Telehealth Use Surges in Rapidly Changing Market

Telehealth Use Surges in Rapidly Changing Market hands holding mobile devices with telehealth apps visible

What’s New?

Even though it accounts for only 2.6 percent of overall medical claims, Telehealth usage surged 53 percent between 2016 and 2017 and continues to grow rapidly. This rate of telehealth growth surpassed that of urgent care centers, retail clinics, ambulatory surgery centers and emergency departments.

Culling its database of 28 billion commercial claims, Fair Health conducted research showing that national utilization of alternative places of service continued to grow from 2016 to 2017, but at different rates. Learn more about the key findings in Fair Health’s white paper.

Other highlights include:

  • Nationally, private insurance claim lines for telehealth services as a percentage of medical claims grew 1,202 percent from 2012 to 2017, as more states (Texas being the latest) and regions implemented laws facilitating telehealth.
  • Patients between 31 and 60 years were most likely to use telehealth services (44 percent, down from 56 percent a year earlier), while 10 percent of telehealth claim lines involved children younger than 10 (up from 4 percent a year earlier).
  • Females were more likely than males to use telehealth services in every age group except for children younger than 10.

What It Means

Telehealth’s rapid ascent comes as health care organizations continue to push treatment for lower-acuity conditions to lower-cost settings, which in turn has fueled growth in urgent care centers and retail clinics. Private insurance patients, in particular, appear to be making more regular use of telehealth early on in diagnosing and treating non-life-threatening conditions. The report does not specify why private insurance patients more regularly use telehealth services, but it could be due to factors such as these patients having lower copays for telehealth vs. in-person visits or to expedite being seen by a physician.

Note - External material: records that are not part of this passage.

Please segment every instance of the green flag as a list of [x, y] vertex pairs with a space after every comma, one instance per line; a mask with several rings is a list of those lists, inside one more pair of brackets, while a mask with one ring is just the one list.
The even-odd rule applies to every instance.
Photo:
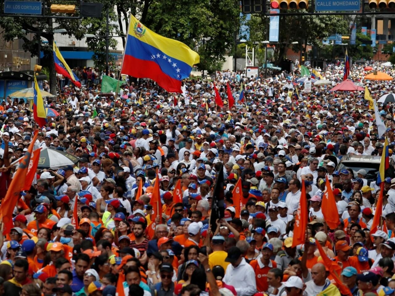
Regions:
[[300, 67], [300, 76], [301, 77], [305, 76], [308, 76], [310, 75], [310, 71], [308, 69], [304, 66], [302, 66]]
[[92, 115], [92, 119], [98, 116], [98, 112], [96, 111], [96, 108], [93, 108], [93, 115]]
[[[106, 75], [103, 75], [103, 79], [102, 80], [102, 92], [105, 93], [115, 91], [116, 93], [118, 93], [120, 89], [120, 82], [117, 79]], [[118, 88], [117, 87], [117, 86]], [[116, 91], [116, 89], [117, 89]]]

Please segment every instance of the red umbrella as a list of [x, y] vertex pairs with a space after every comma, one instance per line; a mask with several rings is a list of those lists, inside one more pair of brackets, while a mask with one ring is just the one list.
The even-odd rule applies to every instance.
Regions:
[[355, 92], [356, 90], [360, 91], [364, 90], [365, 88], [357, 85], [354, 83], [354, 81], [347, 80], [339, 83], [336, 86], [330, 90], [329, 91], [345, 91], [347, 92]]

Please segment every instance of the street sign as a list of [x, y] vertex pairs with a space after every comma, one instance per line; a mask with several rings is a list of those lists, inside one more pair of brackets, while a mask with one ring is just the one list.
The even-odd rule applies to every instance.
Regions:
[[9, 14], [41, 15], [41, 1], [19, 1], [5, 0], [4, 13]]
[[359, 11], [360, 0], [316, 0], [316, 11]]

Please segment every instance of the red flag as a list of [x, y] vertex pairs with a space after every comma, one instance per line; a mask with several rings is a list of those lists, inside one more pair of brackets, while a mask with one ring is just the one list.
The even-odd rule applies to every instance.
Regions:
[[233, 98], [232, 96], [232, 92], [230, 90], [230, 86], [229, 86], [229, 82], [226, 82], [226, 91], [228, 92], [228, 101], [229, 103], [229, 110], [235, 105], [235, 99]]
[[243, 208], [244, 205], [243, 203], [243, 196], [242, 196], [241, 178], [239, 178], [237, 182], [236, 182], [235, 188], [232, 191], [232, 199], [233, 200], [233, 204], [235, 205], [236, 209], [236, 217], [240, 217], [240, 212]]
[[383, 191], [384, 191], [384, 182], [380, 183], [380, 194], [377, 200], [377, 204], [373, 218], [372, 227], [371, 227], [371, 235], [374, 234], [378, 230], [381, 229], [380, 222], [381, 216], [383, 214]]
[[297, 214], [295, 218], [295, 227], [293, 229], [293, 239], [292, 247], [298, 245], [305, 243], [306, 228], [307, 227], [307, 201], [306, 199], [306, 187], [305, 180], [302, 180], [302, 191], [300, 194], [299, 206], [297, 208]]
[[29, 162], [29, 167], [28, 167], [27, 174], [26, 175], [26, 180], [25, 180], [25, 184], [22, 190], [29, 190], [30, 187], [32, 186], [32, 183], [34, 179], [34, 176], [36, 176], [36, 173], [37, 170], [37, 166], [38, 165], [38, 161], [40, 159], [40, 152], [41, 150], [40, 149], [36, 149], [33, 152], [33, 155], [30, 157], [30, 161]]
[[78, 200], [77, 196], [74, 197], [74, 205], [73, 208], [73, 216], [71, 216], [71, 224], [75, 229], [78, 229]]
[[152, 205], [152, 211], [154, 214], [151, 214], [151, 221], [155, 221], [155, 218], [159, 216], [162, 220], [162, 204], [160, 202], [160, 192], [159, 191], [159, 176], [156, 170], [156, 178], [154, 184], [154, 191], [151, 196], [150, 203]]
[[[12, 228], [12, 213], [20, 196], [21, 191], [25, 185], [26, 175], [27, 174], [30, 159], [33, 152], [33, 147], [37, 139], [38, 134], [38, 132], [37, 131], [34, 132], [34, 135], [29, 145], [27, 151], [19, 163], [16, 172], [14, 174], [8, 190], [0, 206], [0, 219], [3, 222], [3, 233], [4, 234], [9, 233], [10, 230]], [[4, 189], [2, 189], [2, 190]]]
[[322, 247], [321, 246], [321, 245], [319, 243], [316, 244], [317, 245], [317, 247], [320, 252], [320, 255], [322, 259], [322, 263], [325, 266], [325, 267], [327, 268], [329, 274], [333, 277], [338, 287], [339, 288], [340, 293], [343, 295], [352, 296], [352, 294], [350, 290], [350, 289], [343, 283], [343, 282], [342, 281], [342, 280], [339, 277], [339, 275], [342, 272], [341, 267], [339, 266], [339, 265], [335, 261], [332, 261], [327, 256], [325, 251], [322, 249]]
[[140, 179], [140, 183], [139, 183], [139, 187], [137, 188], [137, 193], [136, 193], [136, 200], [138, 200], [139, 198], [141, 196], [143, 193], [143, 180]]
[[123, 288], [123, 282], [125, 281], [125, 274], [121, 271], [118, 276], [118, 281], [117, 283], [117, 290], [115, 294], [118, 296], [125, 296], [125, 290]]
[[222, 108], [224, 107], [224, 102], [221, 99], [221, 97], [220, 96], [220, 93], [218, 92], [218, 90], [217, 89], [217, 87], [215, 86], [215, 84], [214, 83], [214, 92], [215, 92], [215, 103], [217, 106], [219, 106], [221, 108]]
[[328, 176], [326, 176], [325, 186], [326, 188], [323, 197], [321, 210], [326, 224], [331, 229], [334, 229], [339, 225], [339, 214], [337, 212], [336, 201], [335, 200], [335, 195], [333, 191], [332, 191]]
[[177, 204], [177, 202], [181, 202], [182, 201], [182, 191], [181, 189], [181, 179], [179, 179], [177, 183], [176, 183], [175, 186], [174, 186], [174, 190], [173, 190], [173, 201], [174, 203]]

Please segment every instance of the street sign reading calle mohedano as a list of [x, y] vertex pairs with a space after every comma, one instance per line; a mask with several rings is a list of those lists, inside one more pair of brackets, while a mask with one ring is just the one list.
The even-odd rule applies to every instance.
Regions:
[[316, 0], [316, 11], [358, 11], [361, 9], [360, 0]]

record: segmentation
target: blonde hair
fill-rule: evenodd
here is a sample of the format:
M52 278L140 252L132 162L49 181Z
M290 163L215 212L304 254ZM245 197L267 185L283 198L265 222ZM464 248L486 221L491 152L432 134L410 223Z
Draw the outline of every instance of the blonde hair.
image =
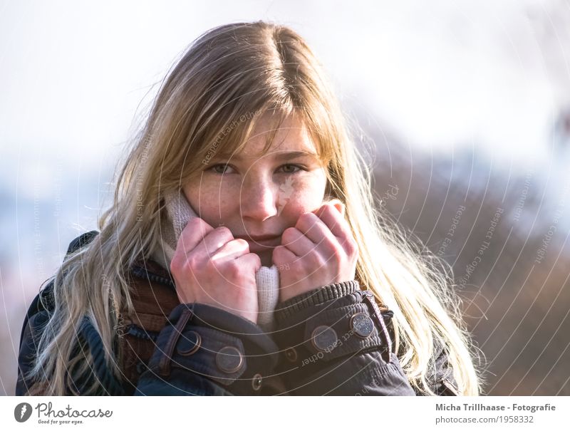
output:
M358 244L356 279L395 312L395 348L410 384L433 395L428 378L439 343L447 351L460 393L478 395L472 346L450 271L377 209L370 170L331 88L306 42L286 26L224 25L189 47L135 136L113 204L100 217L100 234L52 278L55 310L30 373L44 382L45 395L66 393L68 370L93 367L93 358L78 352L75 342L85 318L101 337L108 366L122 377L116 333L120 313L133 311L129 269L160 243L160 220L165 217L161 197L200 173L219 149L239 151L269 111L279 123L299 115L309 130L328 166L327 193L346 204ZM98 385L94 381L87 393L95 393Z

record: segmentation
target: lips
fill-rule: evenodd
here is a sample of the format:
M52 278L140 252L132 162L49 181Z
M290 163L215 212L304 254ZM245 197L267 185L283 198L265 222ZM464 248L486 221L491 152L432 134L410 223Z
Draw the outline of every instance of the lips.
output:
M249 245L249 251L255 253L276 247L281 244L281 235L262 235L259 237L236 237L245 239Z
M281 235L242 235L240 237L236 237L236 238L241 238L242 239L245 239L246 241L255 241L257 242L271 241L271 239L276 239L277 238L280 237Z

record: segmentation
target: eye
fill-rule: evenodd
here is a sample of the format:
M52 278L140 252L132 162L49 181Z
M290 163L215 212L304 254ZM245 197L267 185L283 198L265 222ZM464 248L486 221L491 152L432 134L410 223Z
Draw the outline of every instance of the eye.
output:
M299 165L293 165L293 164L291 164L291 163L287 164L287 165L284 165L283 166L281 166L281 167L284 169L284 172L286 174L296 174L297 172L300 172L301 170L306 170L302 166L300 166ZM287 169L287 168L291 168L291 167L294 168L294 170L291 170L290 169Z
M208 170L212 170L214 172L221 175L231 173L227 172L227 169L232 169L232 167L226 163L218 163L212 166Z

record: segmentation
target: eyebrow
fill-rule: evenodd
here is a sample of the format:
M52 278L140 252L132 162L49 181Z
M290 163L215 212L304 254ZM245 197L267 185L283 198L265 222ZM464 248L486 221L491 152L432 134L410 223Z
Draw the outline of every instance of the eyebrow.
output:
M291 160L292 159L296 159L297 157L314 157L316 158L318 158L318 155L316 152L311 152L309 151L289 151L287 152L274 152L274 158L281 160ZM215 155L212 158L214 159L229 159L231 158L232 160L241 160L242 156L239 154L227 154L227 153L219 153Z

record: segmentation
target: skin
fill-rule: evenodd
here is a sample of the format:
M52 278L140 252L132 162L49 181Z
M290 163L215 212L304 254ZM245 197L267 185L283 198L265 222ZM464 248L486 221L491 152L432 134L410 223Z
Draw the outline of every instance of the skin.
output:
M210 304L256 323L261 265L277 266L280 301L354 279L357 245L343 204L323 202L326 167L306 129L289 118L260 155L271 130L264 117L239 154L215 155L182 187L200 217L182 231L170 265L182 303ZM315 156L285 158L294 151ZM276 237L247 238L269 234Z

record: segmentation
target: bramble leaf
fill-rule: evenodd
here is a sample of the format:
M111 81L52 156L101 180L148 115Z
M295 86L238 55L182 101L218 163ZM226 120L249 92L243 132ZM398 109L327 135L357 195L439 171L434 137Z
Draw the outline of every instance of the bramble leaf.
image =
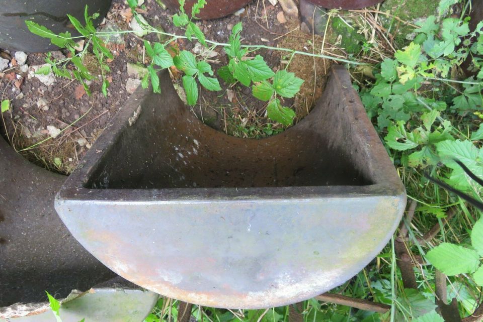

Meanwhile, the telehealth landscape continues to evolve rapidly. The top three diagnostic categories associated with telehealth in 2017 — each with 13 percent of claim lines — were injury (e.g., contusions, open wounds), acute respiratory infections and digestive system issues. Neither injury nor digestive system issues had been among the top diagnostic categories in 2016.

Mental health services, which had been the No. 1 diagnostic category for telehealth in 2016 and continues to grow, dropped to fifth in 2017, according to the Fair Health report, accounting for 7 percent of the distribution of claim lines. However, as with other areas of this form of care delivery, there is a vast opportunity to expand telebehavioral health services nationally.

To help hospitals and health systems in this effort, the AHA Center for Health Innovation and the National Quality Forum have partnered to produce a new resource on leveraging telehealth technology to expand access to behavioral health services. The playbook provides actionable strategies, interventions and links as well as other tools and resources. Another AHA Center for Health Innovation resource — “Telehealth: A Path to Virtual Integrated Care” — examines the current state of telehealth growth in hospitals and health systems and ways organizations can build capacity to expand access, improve outcomes and reduce costs.